What are the two theories of enzyme reactions?
Which is the better theory?
Lock and Key, The induced fit model
The lock and key model is the idea that an enzyme and substrate perfectly fit into eachother, like how a key fits in a lock perfectly due to complementary shapes active site in enzyme and substrate.
The induced fit model is better theory and is the idea that when the enzymes active site binds to the substrate forming an enzyme substrate complex, the active site of the enzyme changes shape slightly to better fit the substrate molecule.
How is an enzymes properties related to its tertiary structure?

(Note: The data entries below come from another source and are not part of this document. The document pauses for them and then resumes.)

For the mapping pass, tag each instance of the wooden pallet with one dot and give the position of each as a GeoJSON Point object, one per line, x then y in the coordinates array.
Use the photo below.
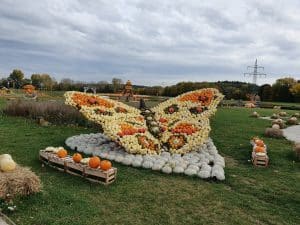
{"type": "Point", "coordinates": [260, 161]}
{"type": "Point", "coordinates": [69, 166]}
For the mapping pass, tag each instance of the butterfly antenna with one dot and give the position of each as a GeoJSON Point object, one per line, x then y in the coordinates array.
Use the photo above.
{"type": "Point", "coordinates": [142, 104]}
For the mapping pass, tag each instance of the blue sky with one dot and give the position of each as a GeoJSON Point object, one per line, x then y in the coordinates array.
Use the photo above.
{"type": "Point", "coordinates": [150, 42]}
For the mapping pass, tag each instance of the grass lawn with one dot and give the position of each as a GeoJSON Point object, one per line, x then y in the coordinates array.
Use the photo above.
{"type": "Point", "coordinates": [247, 196]}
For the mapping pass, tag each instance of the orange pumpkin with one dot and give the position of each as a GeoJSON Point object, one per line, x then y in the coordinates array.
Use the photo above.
{"type": "Point", "coordinates": [62, 153]}
{"type": "Point", "coordinates": [105, 165]}
{"type": "Point", "coordinates": [94, 162]}
{"type": "Point", "coordinates": [260, 143]}
{"type": "Point", "coordinates": [77, 157]}
{"type": "Point", "coordinates": [259, 149]}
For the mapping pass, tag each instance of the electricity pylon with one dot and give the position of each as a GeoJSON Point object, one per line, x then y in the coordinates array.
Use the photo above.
{"type": "Point", "coordinates": [255, 72]}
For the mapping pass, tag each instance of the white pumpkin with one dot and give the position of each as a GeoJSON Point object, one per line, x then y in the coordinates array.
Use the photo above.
{"type": "Point", "coordinates": [7, 164]}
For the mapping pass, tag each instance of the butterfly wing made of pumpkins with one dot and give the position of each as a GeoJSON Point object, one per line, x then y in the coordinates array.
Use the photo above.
{"type": "Point", "coordinates": [184, 120]}
{"type": "Point", "coordinates": [120, 122]}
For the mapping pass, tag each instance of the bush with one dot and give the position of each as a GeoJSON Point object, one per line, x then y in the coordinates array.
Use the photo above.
{"type": "Point", "coordinates": [54, 112]}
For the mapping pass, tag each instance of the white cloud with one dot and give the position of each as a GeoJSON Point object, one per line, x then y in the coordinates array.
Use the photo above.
{"type": "Point", "coordinates": [150, 42]}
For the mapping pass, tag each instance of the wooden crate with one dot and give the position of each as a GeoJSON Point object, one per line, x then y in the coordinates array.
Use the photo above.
{"type": "Point", "coordinates": [69, 166]}
{"type": "Point", "coordinates": [260, 161]}
{"type": "Point", "coordinates": [106, 177]}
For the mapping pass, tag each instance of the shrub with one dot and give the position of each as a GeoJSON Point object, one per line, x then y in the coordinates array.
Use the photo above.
{"type": "Point", "coordinates": [54, 112]}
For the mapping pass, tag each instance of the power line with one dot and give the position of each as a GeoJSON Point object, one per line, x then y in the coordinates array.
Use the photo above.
{"type": "Point", "coordinates": [255, 74]}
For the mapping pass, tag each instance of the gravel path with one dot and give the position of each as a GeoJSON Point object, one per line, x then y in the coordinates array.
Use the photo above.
{"type": "Point", "coordinates": [292, 133]}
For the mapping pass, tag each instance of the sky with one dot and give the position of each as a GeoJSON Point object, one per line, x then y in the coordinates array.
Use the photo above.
{"type": "Point", "coordinates": [157, 42]}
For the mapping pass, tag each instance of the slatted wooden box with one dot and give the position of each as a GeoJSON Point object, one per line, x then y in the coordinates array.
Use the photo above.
{"type": "Point", "coordinates": [69, 166]}
{"type": "Point", "coordinates": [260, 160]}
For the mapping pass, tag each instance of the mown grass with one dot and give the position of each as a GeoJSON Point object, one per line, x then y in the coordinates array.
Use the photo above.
{"type": "Point", "coordinates": [248, 195]}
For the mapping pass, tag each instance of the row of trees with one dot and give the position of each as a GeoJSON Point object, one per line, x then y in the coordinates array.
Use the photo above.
{"type": "Point", "coordinates": [284, 89]}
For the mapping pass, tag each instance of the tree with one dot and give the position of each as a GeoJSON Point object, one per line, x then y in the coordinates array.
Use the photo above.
{"type": "Point", "coordinates": [295, 90]}
{"type": "Point", "coordinates": [42, 80]}
{"type": "Point", "coordinates": [265, 92]}
{"type": "Point", "coordinates": [281, 89]}
{"type": "Point", "coordinates": [16, 78]}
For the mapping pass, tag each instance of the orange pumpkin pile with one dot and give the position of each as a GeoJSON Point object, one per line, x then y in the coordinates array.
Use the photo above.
{"type": "Point", "coordinates": [77, 157]}
{"type": "Point", "coordinates": [186, 128]}
{"type": "Point", "coordinates": [62, 153]}
{"type": "Point", "coordinates": [105, 165]}
{"type": "Point", "coordinates": [259, 146]}
{"type": "Point", "coordinates": [204, 97]}
{"type": "Point", "coordinates": [128, 129]}
{"type": "Point", "coordinates": [94, 162]}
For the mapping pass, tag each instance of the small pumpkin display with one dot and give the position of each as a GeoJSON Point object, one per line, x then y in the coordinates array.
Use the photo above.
{"type": "Point", "coordinates": [62, 153]}
{"type": "Point", "coordinates": [94, 162]}
{"type": "Point", "coordinates": [77, 157]}
{"type": "Point", "coordinates": [85, 161]}
{"type": "Point", "coordinates": [7, 163]}
{"type": "Point", "coordinates": [105, 165]}
{"type": "Point", "coordinates": [259, 143]}
{"type": "Point", "coordinates": [258, 149]}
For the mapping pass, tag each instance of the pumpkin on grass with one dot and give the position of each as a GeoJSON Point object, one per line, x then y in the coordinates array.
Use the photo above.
{"type": "Point", "coordinates": [260, 143]}
{"type": "Point", "coordinates": [94, 162]}
{"type": "Point", "coordinates": [77, 157]}
{"type": "Point", "coordinates": [259, 149]}
{"type": "Point", "coordinates": [62, 153]}
{"type": "Point", "coordinates": [105, 165]}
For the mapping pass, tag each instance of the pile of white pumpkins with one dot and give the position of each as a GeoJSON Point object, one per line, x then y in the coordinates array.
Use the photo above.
{"type": "Point", "coordinates": [204, 162]}
{"type": "Point", "coordinates": [7, 163]}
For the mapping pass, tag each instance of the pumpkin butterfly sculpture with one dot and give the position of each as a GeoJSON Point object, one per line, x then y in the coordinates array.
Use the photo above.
{"type": "Point", "coordinates": [178, 125]}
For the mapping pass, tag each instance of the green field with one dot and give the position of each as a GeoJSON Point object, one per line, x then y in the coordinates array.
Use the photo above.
{"type": "Point", "coordinates": [248, 195]}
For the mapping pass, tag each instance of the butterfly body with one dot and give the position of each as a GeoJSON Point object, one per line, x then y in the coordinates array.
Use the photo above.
{"type": "Point", "coordinates": [178, 125]}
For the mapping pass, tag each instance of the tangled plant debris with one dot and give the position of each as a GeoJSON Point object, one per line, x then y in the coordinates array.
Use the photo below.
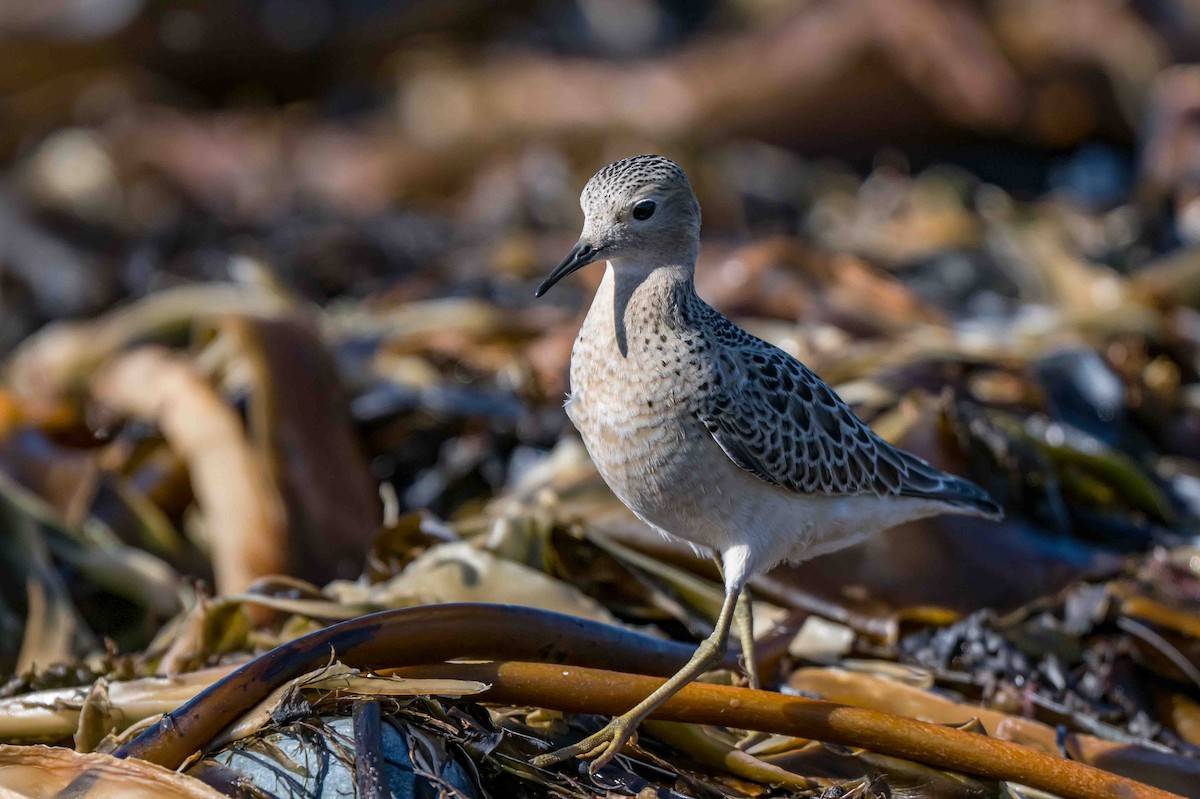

How does pH or temperature changes outside of the optimim effect this?
How would a gene mutation effect this?
The active sites shape is determined by the teriary structure of the enzyme. Since the enzymes active site is so specific, it means usually only one enzyme works for one substrate molecule, and every enzyme has a different tertiary structure.
If the temperature or pH of an enzymes environment is not optimum, the bonds within the enzymes active site may break, changing the shape of the enzymes active site, meaning that the enzymes active site is no longer complementary to the substrate molecule- the enzyme is denatured.
A gene mutation effects what amino acids are coded for, and therefore what primary structure of protein is formed. Although DNA is degenerate, there is still a chance that the amino acid produced from a mutated codon is different from the original. This means that upon folding, different bonds may form, like if more cycsteine groups are present, then there will possibly be more disulphide bridges, and therefore the tertiaru structure will be different, and will not longer fit to the complementary shape of the active site.
What enzyme breaks down hydrogen peroxide?
Catalase
How would you measure how fast a substrate us removed from something?
Amylose breaks down starch into maltose.
You would choose varying starch concentrations, including a solution with just water as a negative control. You would place an equal volume of each concentration of starch solution in each cuvette. You would place an equal concentration and volume of iodine solution in each cuvette , which turns blue-black in the present of starch. You would get a cuvette and fill with water, and zero a calorimeter with a red filter in it. You would then add the starch solutions to the cuvettes and read the absorbance values in regular intervals, like 10 seconds, for a fixed period like 60 seconds. Repeat 3 times for each concentration to obtain a mean value. Plot a graph of absorbance against time, and draw a tangent at t=0 to calculate an initial rate of reaction. Use the repeats to calculate average rate of breakdown of starch in Aumin^-1.
What is a singular unit of DNA/RNA called?
A mononucleotide.
What is the function of RNA?
To transfer genetic information from DNA to the ribosomes.
In a DNA double helix, in what way is the double-helix structure composed?
The two strands fun in antiparallel directions. One end is knows as the 5’ end and the other is known as the 3’.
What does DNA degeneracy and Non-overlapping mean?
Non-overlapping means that the codons are separate form each other, and don’t share bases.
Degeneracy means that there are multiple combinations of triplet code which code for the same amino acids, so random mutations dont always result in a different order of amino acids.